PATCH /edge/v1/management/identities/

{
"name": "NewName!"
}

I noticed that there is a REST API for ZAC...

https://openziti.github.io/api/rest/index.html

I will also try using this approach.. something new to learn

When you use this REST API.. I am assuming you use Python to run and configure it .. I think I saw some doco somewhere.. but cannot seem to find it

Can you send through the link

the url you’re referencing above is from the management api. that’s the controller’s api - not ZAC. ZAC is a node app that uses the controller’s APIs.

You can use whatever language you’re comfortable with to explore the API. There’s no python doc for it. No doc at all other than the doc you’ll find at

• https://${CONTROLLER_URL}/edge/client/v1/docs.
• https://${CONTROLLER_URL}/edge/management/v1/docs

FWIW I think there might be a bug where both links currently point to the same API reference. That’ll be fixed in an upcoming release if so

Ahh.. got it now...

Interesting.. as it allows you to automate a lot of tasks at scale.

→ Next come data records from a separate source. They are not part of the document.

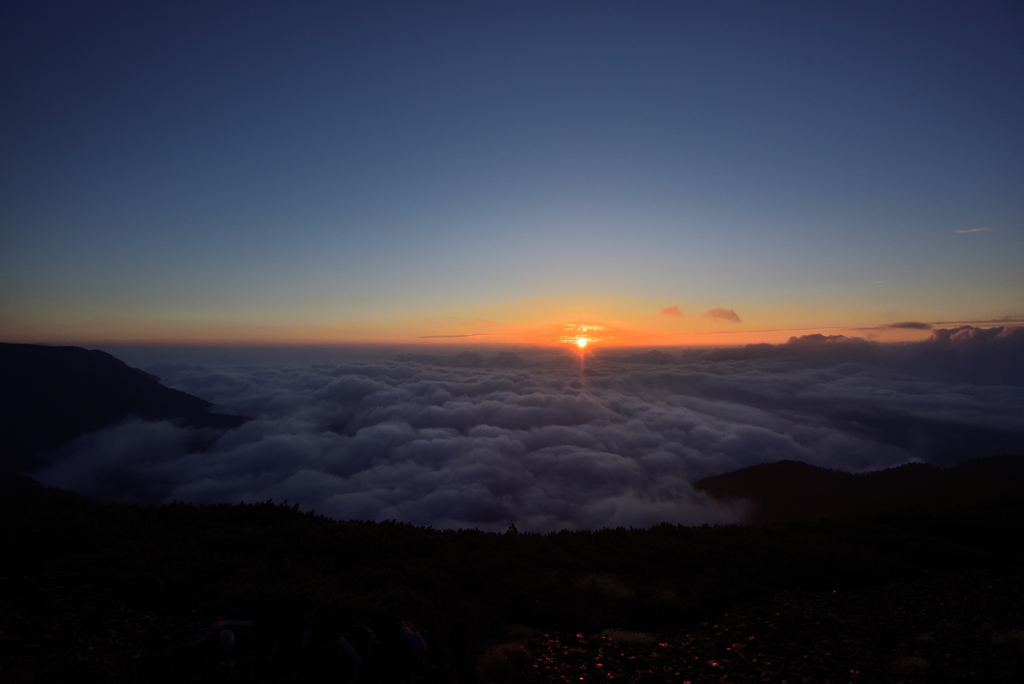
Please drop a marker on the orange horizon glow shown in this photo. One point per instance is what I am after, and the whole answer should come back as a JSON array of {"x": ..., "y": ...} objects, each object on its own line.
[{"x": 611, "y": 328}]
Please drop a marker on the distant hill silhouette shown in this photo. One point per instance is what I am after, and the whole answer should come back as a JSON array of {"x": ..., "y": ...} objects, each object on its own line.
[
  {"x": 793, "y": 490},
  {"x": 50, "y": 395}
]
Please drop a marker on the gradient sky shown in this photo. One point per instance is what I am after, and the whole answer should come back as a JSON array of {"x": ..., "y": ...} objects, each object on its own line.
[{"x": 357, "y": 172}]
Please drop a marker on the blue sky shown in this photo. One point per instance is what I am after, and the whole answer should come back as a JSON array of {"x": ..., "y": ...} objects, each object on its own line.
[{"x": 256, "y": 172}]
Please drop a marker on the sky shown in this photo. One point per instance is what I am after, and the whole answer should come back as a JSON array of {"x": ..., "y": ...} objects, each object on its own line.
[{"x": 640, "y": 173}]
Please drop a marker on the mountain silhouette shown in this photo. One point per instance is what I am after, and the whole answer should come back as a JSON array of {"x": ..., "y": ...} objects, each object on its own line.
[
  {"x": 50, "y": 395},
  {"x": 788, "y": 490}
]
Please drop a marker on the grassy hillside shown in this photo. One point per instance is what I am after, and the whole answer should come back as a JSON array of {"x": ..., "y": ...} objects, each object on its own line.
[{"x": 94, "y": 591}]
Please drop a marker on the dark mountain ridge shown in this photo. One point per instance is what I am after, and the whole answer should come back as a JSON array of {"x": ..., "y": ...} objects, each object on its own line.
[
  {"x": 50, "y": 395},
  {"x": 788, "y": 490}
]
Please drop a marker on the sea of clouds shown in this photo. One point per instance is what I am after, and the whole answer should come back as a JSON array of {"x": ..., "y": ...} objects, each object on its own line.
[{"x": 545, "y": 438}]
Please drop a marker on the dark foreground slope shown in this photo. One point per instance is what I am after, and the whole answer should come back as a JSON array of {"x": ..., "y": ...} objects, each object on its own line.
[
  {"x": 793, "y": 490},
  {"x": 50, "y": 395},
  {"x": 113, "y": 593}
]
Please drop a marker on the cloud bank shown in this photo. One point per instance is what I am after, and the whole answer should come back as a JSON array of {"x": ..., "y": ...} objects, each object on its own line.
[{"x": 549, "y": 440}]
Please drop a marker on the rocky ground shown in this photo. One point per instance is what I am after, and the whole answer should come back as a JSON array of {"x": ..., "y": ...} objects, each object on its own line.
[
  {"x": 964, "y": 627},
  {"x": 948, "y": 628}
]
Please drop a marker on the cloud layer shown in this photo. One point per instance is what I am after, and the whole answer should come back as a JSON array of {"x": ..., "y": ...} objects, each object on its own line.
[
  {"x": 723, "y": 314},
  {"x": 548, "y": 440}
]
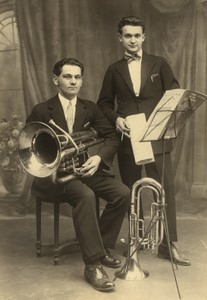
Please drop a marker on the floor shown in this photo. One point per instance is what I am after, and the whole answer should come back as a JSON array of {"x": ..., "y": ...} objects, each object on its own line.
[{"x": 24, "y": 276}]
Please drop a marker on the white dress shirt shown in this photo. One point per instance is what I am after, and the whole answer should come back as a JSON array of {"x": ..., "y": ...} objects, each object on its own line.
[
  {"x": 64, "y": 103},
  {"x": 135, "y": 73}
]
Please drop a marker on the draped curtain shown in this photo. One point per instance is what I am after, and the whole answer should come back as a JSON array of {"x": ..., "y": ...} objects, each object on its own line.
[{"x": 87, "y": 30}]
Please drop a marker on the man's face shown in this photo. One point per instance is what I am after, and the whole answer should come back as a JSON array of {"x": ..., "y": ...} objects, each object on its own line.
[
  {"x": 132, "y": 38},
  {"x": 69, "y": 81}
]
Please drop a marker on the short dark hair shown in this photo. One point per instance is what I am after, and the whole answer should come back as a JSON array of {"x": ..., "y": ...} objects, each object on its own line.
[
  {"x": 67, "y": 61},
  {"x": 130, "y": 20}
]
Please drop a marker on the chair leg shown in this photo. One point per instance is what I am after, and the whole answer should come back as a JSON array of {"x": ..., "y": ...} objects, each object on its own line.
[
  {"x": 97, "y": 207},
  {"x": 38, "y": 227},
  {"x": 56, "y": 233}
]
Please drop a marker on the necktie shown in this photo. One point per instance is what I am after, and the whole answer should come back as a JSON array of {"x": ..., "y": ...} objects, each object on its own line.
[
  {"x": 130, "y": 57},
  {"x": 69, "y": 118}
]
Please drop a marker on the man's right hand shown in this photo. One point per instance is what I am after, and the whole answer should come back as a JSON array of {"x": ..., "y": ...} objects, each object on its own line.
[{"x": 121, "y": 126}]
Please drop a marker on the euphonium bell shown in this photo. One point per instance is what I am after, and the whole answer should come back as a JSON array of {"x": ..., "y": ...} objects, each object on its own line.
[
  {"x": 42, "y": 151},
  {"x": 139, "y": 236}
]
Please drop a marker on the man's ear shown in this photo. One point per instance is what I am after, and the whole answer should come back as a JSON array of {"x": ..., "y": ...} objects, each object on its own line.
[
  {"x": 120, "y": 37},
  {"x": 55, "y": 79},
  {"x": 143, "y": 37}
]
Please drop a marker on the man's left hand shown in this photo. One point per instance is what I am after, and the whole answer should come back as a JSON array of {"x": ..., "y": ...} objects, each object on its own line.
[{"x": 90, "y": 166}]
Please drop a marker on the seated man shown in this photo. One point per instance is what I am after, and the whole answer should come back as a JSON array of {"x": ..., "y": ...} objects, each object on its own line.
[{"x": 94, "y": 238}]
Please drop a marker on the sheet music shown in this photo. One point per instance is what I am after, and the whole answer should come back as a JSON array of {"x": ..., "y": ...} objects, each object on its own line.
[
  {"x": 159, "y": 118},
  {"x": 142, "y": 151},
  {"x": 171, "y": 114}
]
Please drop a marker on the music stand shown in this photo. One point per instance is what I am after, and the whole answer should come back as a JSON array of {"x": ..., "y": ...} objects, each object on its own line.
[{"x": 166, "y": 122}]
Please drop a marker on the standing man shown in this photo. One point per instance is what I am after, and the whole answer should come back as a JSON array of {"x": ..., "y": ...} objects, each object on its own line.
[
  {"x": 73, "y": 114},
  {"x": 135, "y": 84}
]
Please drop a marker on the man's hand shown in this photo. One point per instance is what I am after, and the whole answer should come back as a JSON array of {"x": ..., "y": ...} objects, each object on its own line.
[
  {"x": 122, "y": 127},
  {"x": 90, "y": 166}
]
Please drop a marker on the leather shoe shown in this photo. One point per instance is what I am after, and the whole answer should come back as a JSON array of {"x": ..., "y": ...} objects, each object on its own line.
[
  {"x": 97, "y": 277},
  {"x": 164, "y": 253},
  {"x": 110, "y": 261}
]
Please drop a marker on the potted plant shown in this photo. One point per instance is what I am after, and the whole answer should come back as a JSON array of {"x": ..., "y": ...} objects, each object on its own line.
[{"x": 12, "y": 172}]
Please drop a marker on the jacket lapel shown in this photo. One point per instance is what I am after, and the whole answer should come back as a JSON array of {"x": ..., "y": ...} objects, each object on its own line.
[
  {"x": 147, "y": 63},
  {"x": 80, "y": 116},
  {"x": 124, "y": 71}
]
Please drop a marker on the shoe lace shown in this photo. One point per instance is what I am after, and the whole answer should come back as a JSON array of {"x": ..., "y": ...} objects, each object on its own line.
[{"x": 101, "y": 272}]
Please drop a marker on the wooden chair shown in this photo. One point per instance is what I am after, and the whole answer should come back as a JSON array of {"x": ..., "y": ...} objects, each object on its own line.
[{"x": 57, "y": 248}]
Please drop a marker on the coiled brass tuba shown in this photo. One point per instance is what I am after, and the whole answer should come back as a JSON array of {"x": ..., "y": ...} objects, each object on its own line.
[
  {"x": 44, "y": 153},
  {"x": 139, "y": 236}
]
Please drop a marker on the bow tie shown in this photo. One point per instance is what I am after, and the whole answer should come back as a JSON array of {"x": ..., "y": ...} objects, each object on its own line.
[{"x": 130, "y": 57}]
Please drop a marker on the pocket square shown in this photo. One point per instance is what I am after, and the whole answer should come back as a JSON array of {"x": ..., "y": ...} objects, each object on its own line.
[{"x": 153, "y": 76}]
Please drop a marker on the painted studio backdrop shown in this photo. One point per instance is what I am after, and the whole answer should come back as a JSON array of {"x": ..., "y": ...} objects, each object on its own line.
[{"x": 34, "y": 34}]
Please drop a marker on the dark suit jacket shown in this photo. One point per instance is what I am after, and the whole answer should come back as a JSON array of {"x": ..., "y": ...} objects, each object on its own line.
[
  {"x": 117, "y": 97},
  {"x": 86, "y": 112}
]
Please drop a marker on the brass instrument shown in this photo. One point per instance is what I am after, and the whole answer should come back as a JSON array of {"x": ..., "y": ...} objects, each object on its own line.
[
  {"x": 139, "y": 236},
  {"x": 44, "y": 153}
]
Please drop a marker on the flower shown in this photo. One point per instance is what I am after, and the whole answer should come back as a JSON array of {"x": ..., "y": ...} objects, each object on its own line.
[{"x": 9, "y": 132}]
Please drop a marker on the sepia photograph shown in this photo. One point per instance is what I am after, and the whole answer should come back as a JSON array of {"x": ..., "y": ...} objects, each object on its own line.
[{"x": 103, "y": 149}]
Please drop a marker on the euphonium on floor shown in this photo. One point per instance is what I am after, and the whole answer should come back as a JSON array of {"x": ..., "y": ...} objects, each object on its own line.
[
  {"x": 44, "y": 153},
  {"x": 139, "y": 236}
]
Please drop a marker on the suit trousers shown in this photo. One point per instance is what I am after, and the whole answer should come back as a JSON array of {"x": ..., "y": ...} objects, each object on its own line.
[
  {"x": 80, "y": 194},
  {"x": 130, "y": 173}
]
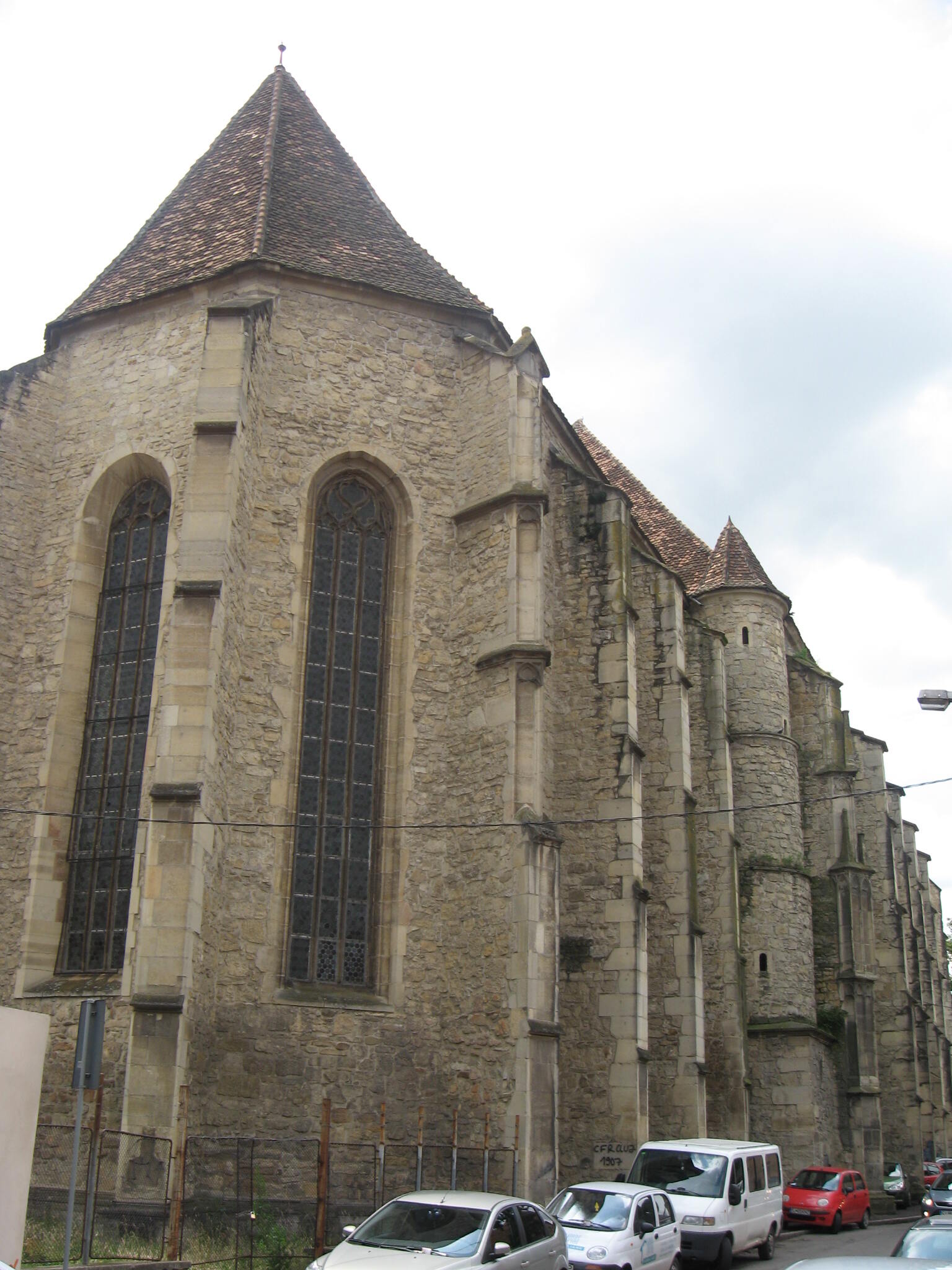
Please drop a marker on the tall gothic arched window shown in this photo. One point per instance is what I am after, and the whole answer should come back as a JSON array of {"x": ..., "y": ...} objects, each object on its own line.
[
  {"x": 106, "y": 808},
  {"x": 338, "y": 785}
]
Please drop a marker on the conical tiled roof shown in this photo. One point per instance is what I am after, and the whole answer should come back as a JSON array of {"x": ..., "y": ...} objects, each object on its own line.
[
  {"x": 277, "y": 187},
  {"x": 677, "y": 545},
  {"x": 734, "y": 564}
]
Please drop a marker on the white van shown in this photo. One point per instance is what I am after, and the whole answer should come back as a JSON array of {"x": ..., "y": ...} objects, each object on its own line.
[{"x": 728, "y": 1196}]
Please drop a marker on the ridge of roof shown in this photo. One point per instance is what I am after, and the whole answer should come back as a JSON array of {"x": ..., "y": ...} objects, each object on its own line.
[
  {"x": 734, "y": 564},
  {"x": 268, "y": 164},
  {"x": 275, "y": 186},
  {"x": 678, "y": 546}
]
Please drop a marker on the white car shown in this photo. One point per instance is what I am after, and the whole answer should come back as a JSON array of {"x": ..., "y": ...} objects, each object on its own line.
[
  {"x": 619, "y": 1226},
  {"x": 471, "y": 1227}
]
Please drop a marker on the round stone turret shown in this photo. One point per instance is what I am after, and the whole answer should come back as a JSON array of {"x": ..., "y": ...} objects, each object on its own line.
[{"x": 739, "y": 600}]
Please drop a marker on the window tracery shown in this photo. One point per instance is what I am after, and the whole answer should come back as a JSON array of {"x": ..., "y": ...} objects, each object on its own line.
[
  {"x": 338, "y": 783},
  {"x": 106, "y": 808}
]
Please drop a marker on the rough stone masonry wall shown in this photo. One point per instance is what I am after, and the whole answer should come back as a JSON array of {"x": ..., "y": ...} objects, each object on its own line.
[
  {"x": 350, "y": 378},
  {"x": 112, "y": 390},
  {"x": 599, "y": 871},
  {"x": 676, "y": 996},
  {"x": 30, "y": 411},
  {"x": 725, "y": 1023}
]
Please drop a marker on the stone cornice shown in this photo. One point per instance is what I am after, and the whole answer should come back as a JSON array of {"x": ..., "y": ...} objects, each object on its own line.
[
  {"x": 524, "y": 495},
  {"x": 513, "y": 651}
]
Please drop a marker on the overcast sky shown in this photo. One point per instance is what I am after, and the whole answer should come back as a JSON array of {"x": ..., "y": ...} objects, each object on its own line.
[{"x": 729, "y": 226}]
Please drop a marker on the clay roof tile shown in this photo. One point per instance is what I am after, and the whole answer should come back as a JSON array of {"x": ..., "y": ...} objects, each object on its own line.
[
  {"x": 275, "y": 186},
  {"x": 734, "y": 564},
  {"x": 678, "y": 548}
]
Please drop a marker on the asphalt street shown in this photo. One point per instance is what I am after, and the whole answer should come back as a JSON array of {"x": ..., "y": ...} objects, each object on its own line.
[{"x": 794, "y": 1246}]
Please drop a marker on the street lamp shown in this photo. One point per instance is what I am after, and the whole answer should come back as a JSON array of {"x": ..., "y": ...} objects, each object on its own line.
[{"x": 935, "y": 699}]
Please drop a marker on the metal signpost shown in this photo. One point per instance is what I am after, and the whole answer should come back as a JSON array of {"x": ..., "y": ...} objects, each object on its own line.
[{"x": 86, "y": 1076}]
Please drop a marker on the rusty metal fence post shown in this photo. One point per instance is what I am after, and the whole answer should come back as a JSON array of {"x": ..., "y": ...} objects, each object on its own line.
[
  {"x": 419, "y": 1148},
  {"x": 93, "y": 1174},
  {"x": 456, "y": 1147},
  {"x": 381, "y": 1158},
  {"x": 178, "y": 1178},
  {"x": 320, "y": 1227}
]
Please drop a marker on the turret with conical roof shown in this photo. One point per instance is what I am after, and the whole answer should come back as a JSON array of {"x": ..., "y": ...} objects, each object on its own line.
[{"x": 739, "y": 598}]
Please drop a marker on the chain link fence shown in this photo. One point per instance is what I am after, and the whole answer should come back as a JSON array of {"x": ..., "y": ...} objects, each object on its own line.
[
  {"x": 131, "y": 1212},
  {"x": 45, "y": 1233},
  {"x": 249, "y": 1199},
  {"x": 128, "y": 1217},
  {"x": 244, "y": 1202}
]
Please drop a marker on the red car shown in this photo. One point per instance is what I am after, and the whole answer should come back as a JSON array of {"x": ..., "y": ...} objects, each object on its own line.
[{"x": 828, "y": 1198}]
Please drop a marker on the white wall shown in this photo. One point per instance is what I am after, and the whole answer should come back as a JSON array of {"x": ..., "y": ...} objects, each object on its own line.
[{"x": 22, "y": 1052}]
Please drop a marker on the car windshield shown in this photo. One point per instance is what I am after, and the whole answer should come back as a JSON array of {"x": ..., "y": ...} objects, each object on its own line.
[
  {"x": 926, "y": 1242},
  {"x": 682, "y": 1173},
  {"x": 815, "y": 1179},
  {"x": 594, "y": 1209},
  {"x": 444, "y": 1228}
]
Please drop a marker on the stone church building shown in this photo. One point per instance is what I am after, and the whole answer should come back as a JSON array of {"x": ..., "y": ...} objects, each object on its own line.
[{"x": 372, "y": 733}]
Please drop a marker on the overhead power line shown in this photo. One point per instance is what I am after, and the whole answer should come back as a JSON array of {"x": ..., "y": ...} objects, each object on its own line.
[{"x": 564, "y": 822}]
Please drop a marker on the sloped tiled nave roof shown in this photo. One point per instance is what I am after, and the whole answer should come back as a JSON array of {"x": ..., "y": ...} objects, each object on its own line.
[
  {"x": 734, "y": 564},
  {"x": 730, "y": 564},
  {"x": 278, "y": 187},
  {"x": 677, "y": 545}
]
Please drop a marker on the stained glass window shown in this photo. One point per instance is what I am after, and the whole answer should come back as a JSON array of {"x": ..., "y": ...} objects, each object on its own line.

I am assuming you would then link this into an Ansible installation..

is this something you could do in an Open Ziti TV session?

We could get @andrew.martinez back again and tour the API sure (he’s usually the person I think of when asking questions about the edge APIs). Realistically it’s probably a lot bigger than a single ZitiTV but - sure. I could see that being a topic some day

PS… I tried to download the API specs… but was not successful

Cannot GET /edge/client/v1/docs
Cannot GET /edge/management/v1/docs

I needed to log into ZAC to authenticate first before I could open the URL

bizzare! hit mine for now… i wonder if it’s due to the ip address / lack of dns… odd…

https://ec2-18-188-201-183.us-east-2.compute.amazonaws.com:8441/edge/client/v1/docs
https://ec2-18-188-201-183.us-east-2.compute.amazonaws.com:8441/edge/management/v1/docs
you’ll see that second one points back to ‘client’

Yeah. My OCI instance doesn’t work either… Well - another interesting bug to fix

BWAHAHAHAHAH… I figured it out… it’s not the ZAC port you use… It’s the controller port…

https://168.138.12.254:8441/edge/client/v1/docs
https://168.138.12.254:8441/edge/management/v1/docs [fixed a typo]

You can set a password in ZAC under your profile settings > Manage profile.